Women’s panel seeks CJI intervention over rape-murder convict’s penalty

Bombay high court converts death penalty to life after delay, Commission says that’d be injustice to victim

geetanjali

Geetanjali Minhas | December 14, 2019 | Mumbai


#Maharashtra State Commission for Women   #Supreme Court   #Bombay high court   #law   #society   #gender   #rape  
(Illustration: Ashish Asthana)
(Illustration: Ashish Asthana)

The Maharashtra State Commission for Women has urged the chief justice of India to take suo moto action in the matter of the Bombay high court converting to life imprisonment the death sentence of the two persons convicted for the brutal rape and murder of a Pune BPO executive in 2008.

Challenging the high court judgment of July 29, 2019 on grounds of “procedural irregularity”, the commission has requested its recall by the apex court.

On November 1, 2007, a 22-year-old woman working in a reputed BPO company in Pune was raped and murdered by a cab driver named Purshottam Borate (38) and his friend Pradeep Kokade (32).They were sentenced to death by the Pune sessions court in 2012. This order was upheld by the Bombay high court on September 25, 2012 and later also by the supreme court on May 8, 2015. A mercy petition of the convicts was turned down by the Maharashtra Governor and later also by the then President of India, Pranab Mukherjee, in 2017.

As for four years, one month and six days, from May 8, 2015 till June 24, 2019, the death sentence was not executed, the accused filed a writ petition before the high court on July 20. The high court upheld on July 29 that the delay of 1,507 days on part of the administration is “unavoidable / unconstitutional” and it converted the death penalty into life imprisonment.

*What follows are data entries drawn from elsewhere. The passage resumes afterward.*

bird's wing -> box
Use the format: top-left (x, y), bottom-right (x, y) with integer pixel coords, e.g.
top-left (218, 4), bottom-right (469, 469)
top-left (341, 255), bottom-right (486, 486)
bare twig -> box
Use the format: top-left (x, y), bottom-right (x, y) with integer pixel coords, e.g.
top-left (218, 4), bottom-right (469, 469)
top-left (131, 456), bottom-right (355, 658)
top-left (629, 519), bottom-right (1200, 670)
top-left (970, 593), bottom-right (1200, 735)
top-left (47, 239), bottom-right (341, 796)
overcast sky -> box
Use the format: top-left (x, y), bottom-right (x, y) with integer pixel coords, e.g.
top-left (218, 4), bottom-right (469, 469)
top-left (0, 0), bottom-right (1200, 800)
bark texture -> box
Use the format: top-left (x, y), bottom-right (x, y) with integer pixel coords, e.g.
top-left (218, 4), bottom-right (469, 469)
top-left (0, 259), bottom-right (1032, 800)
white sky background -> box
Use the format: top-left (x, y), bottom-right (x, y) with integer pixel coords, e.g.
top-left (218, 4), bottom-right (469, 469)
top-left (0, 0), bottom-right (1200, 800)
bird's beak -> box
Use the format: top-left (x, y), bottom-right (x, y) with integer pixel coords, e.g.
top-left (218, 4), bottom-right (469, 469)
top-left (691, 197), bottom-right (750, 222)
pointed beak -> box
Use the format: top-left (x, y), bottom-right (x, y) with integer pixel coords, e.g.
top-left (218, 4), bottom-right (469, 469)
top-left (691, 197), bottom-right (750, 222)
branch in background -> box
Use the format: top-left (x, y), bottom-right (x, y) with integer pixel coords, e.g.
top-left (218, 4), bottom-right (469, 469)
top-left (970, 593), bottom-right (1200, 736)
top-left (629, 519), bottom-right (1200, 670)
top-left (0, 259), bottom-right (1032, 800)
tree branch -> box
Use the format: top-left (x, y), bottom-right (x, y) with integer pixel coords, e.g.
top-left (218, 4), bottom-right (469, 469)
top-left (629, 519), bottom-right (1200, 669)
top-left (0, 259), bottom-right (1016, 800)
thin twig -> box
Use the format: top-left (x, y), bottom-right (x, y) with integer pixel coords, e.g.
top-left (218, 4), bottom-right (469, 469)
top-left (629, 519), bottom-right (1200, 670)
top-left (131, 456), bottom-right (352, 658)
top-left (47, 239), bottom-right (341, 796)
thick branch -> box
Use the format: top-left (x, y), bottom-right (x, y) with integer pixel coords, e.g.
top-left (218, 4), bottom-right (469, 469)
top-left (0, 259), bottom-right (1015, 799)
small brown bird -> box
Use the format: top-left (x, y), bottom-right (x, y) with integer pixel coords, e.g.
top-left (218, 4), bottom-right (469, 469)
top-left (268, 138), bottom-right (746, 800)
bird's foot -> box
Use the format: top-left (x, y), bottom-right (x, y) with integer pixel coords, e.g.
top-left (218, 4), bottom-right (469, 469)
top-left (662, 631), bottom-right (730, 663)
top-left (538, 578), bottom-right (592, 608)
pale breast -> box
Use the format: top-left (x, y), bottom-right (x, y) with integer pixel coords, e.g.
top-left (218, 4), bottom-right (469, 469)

“After 8.5.2012 the sentence of death ought to have been executed within 90 days. Commutation of death penalty into life imprisonment only on the ground of delay caused by the administration is miscarriage of justice towards the victim. Commutation of death sentence into life imprisonment by Bombay high court judgment is wrong when the mercy petition of the accused was rejected by the President of India,” Vijaya Rahatkar, chairperson of commission, told Governance Now.  

The issue of authority of the high court in quashing death sentence of whose mercy petitions are rejected under Article 72 of the Constitution of India is pending in Union of India vs. Sonu Sardar - SLP (Cri) no. 008357 -008357/2017, says her letter addressed to the chief justice of India, SA Bobde. It also cites the case of Shatrughan Chavan vs. Union of India and Others wherein it was held that unnecessary delay caused in execution of death penalty can lead to commutation of same only by the Supreme Court.

The commission says that high court has gone ultra vires in commuting death sentence. “Such arbitrary commutation would be abrogation of rights and gross miscarriage of justice towards the victim. The judgment is not only miscarriage of justice but it has also caused huge social discontent,” Rahatkar writes in her letter.